Comment by Sally Davis: I imagine Kat knew all about the founding of this Club.  Perhaps she had even been active behind the scenes, helping to set it up (though she was not really an ‘admin and fund raising’ person).  She was a member of the Club by July 1911 but probably joined it at the outset.

 

BEFORE 1909 when Kat was writing The Psychic Realm.  Probably long before it.

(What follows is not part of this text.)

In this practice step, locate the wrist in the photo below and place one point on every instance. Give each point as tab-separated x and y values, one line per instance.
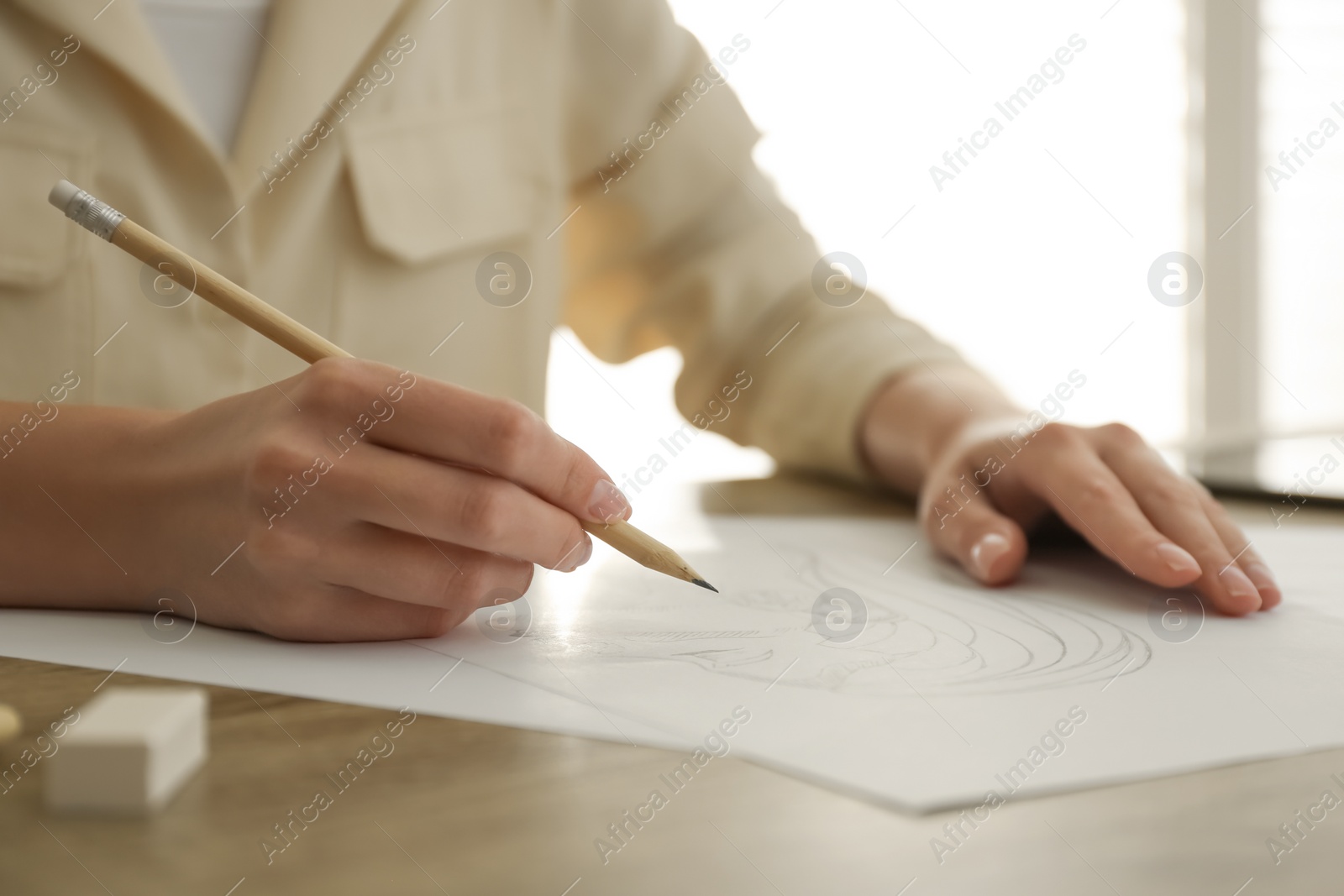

Kat had read works by Ralph Waldo Emerston and by Swedenborg.  She was particularly interested in Swedenborg’s “law of correspondences” in which every physical law has a shadow cast by the corresponding spiritual law that preceded it.

Source: P/Realm p18, pp90-91.

Comments by Sally Davis: Swedenborg’s writings were widely read by 19th-century occultists.  John Yarker, for example, set up an order he called the Swedenborgian Rite, whose papers are now in the Freemasons’ Library.  Correspondences are the very basis of the magic Kat will have learned while a member of the GD; see my life-by-dates for the early 1890s.

 

?1908 ?1909

Kat heard Everard Feilding talk about his researches with Eusapia Palladino; at the Society for Psychical Research.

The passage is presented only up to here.